I started with one wood poppy in very good soil, partial sun, zone 6-7. It has self-seeded with abandon (a seed pod has many many seeds in it) and I find babies all over the garden. I learned to pinch off the seed heads before they could open, when I have time and can find the seed heads. The plants flower wonderfully in the spring and sporadically later, although I'm going to try deadheading more to see if they will flower more. If they would flower during the July boring season, that would be just super. They are very strong big plants in my yard and have not been touched by our voracious deer, which is a huge plus for me. When transplanted they need lots of water at first but have been hardy afterwards. Mine have never wilted out or gone dormant in the Washington, DC area's heat... read more


On Jun 21, 2010, bloomhardy from Mcminnville, OR wrote:

I planted three plants in a semi-shaded area at least 5 years ago. They are a welcome bright spot in spring and look beautiful. By mid-June the bloom has slowed and the leaves are looking tired, so I cut them back nearly to the ground. They rebound and bloom again, though less prolifically. In the heat of summer they die back and I don't see them again until spring. I have had zero reseeding, which is good, because I don't appreciate garden thugs.
The neutral rating is from the periods of recovery when it is not as attractive, and the mild itching if I allow the sap to get on my bare skin when shearing back.


On Jan 12, 2010, yotedog from Raleigh, NC wrote:

One of my absolute favorite plants over the years. Such a cheerful, happy bloom, with almost no care. Several sources note that it may go dormant during hot, dry weather, but will return in the spring. So don't give up on it! Mine is in dry shade, does not self-seed readily, presumably due to the dryness, but does return and bloom dependably.


On May 29, 2009, EffieH from Amston, CT (Zone 6b) wrote:

My husband & I found some of these growing wild and transplanted a few to our yard in Eastern Connecticut about 15 years ago -- we put them under an apple tree near an old stone wall -- over the years they have very gradually filled in the area under the apple tree and are now starting to spread down the yard along the wall -- they are just gorgeous in bloom, and once the flowers are gone they have attractive seed pods and the foilage is very attractive, too. We just love them. They bloom at the same time as a lovely pink azalea that is near them and the yellow and pink colors are just gorgeous. I just missed getting a photo of them in bloom -- I'll see if I can get a good one of the foilage and seed pods.
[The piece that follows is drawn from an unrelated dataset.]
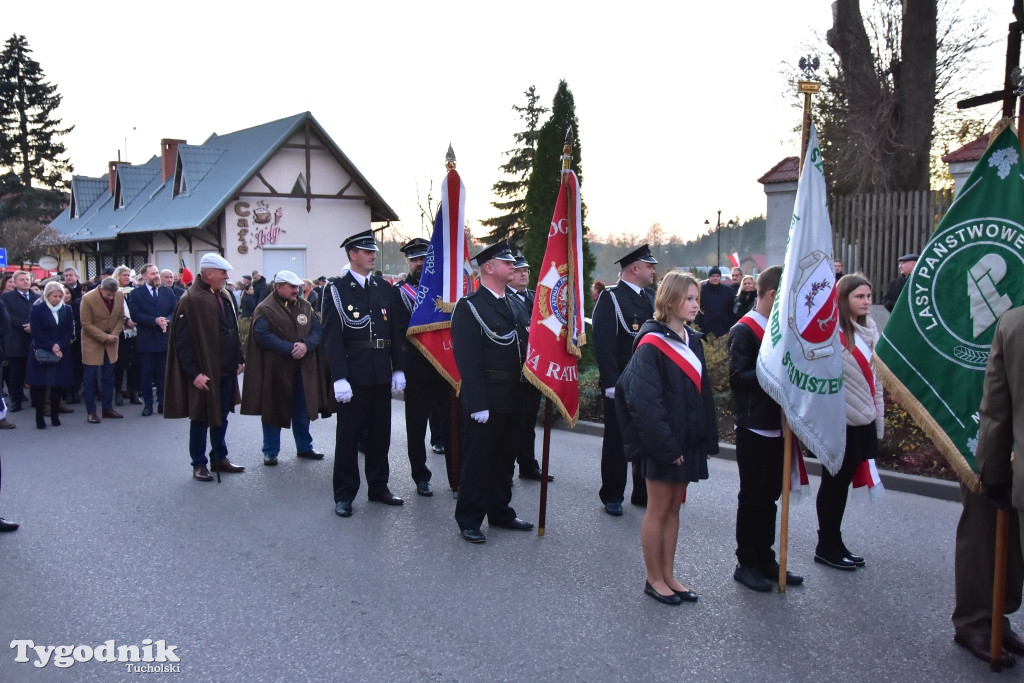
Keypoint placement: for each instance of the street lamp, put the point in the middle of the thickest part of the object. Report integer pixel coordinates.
(718, 236)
On Apr 25, 2009, hart from Shenandoah Valley, VA wrote:

What a pretty plant - the bright yellow flowers and light green foliage are gorgeous. It looks like a giant buttercup and right now - late April - it's covered in blooms every day.

This plant is apparently juglone tolerant - it's thriving in fairly dry shade under a black walnut tree in my yard.


On Mar 14, 2009, smallfriar from Fort Worth, TX wrote:

I brought this home to north Texas from a northern Alabama plant sale. I have it in a well-shaded, compost-enriched area, and have really babied it. It survived one Texas summer, and so far, a Texas winter, and has emerged with new growth. Hoping for the best, but knowing it's not in its proper habitat.


On May 14, 2008, enya_34 from Madison, WI wrote:

I have it in dry shade on a slope under oaks. It does very well without any supplemental watering. It does self seeds but does not seem to be invasive.


On May 12, 2008, laurawege from Wayland, MA (Zone 6a) wrote:

I have had this plant growing in m shade garden right next to the foundation of my house and it has thrived for at least 10 years . I never water this garden and give it no special treatment . My sister (oceangirl) gave me a little seedling many years ago . I have passed it along to a few people ( I m kind of particular about who I share "special" plant with ) It's bright yellow flowers are a welcome sight in spring and I am excited to read in the previous comment that you can dead head for more blooms!


On Jun 20, 2007, Lady_fern from Jeffersonville, IN (Zone 6a) wrote:

Plant this where you can easily get to it so you can deadhead it. It blooms and blooms if you keep it deadheaded. It is one of the few plants that actually thrives under my pine tree! Very attractive little plant.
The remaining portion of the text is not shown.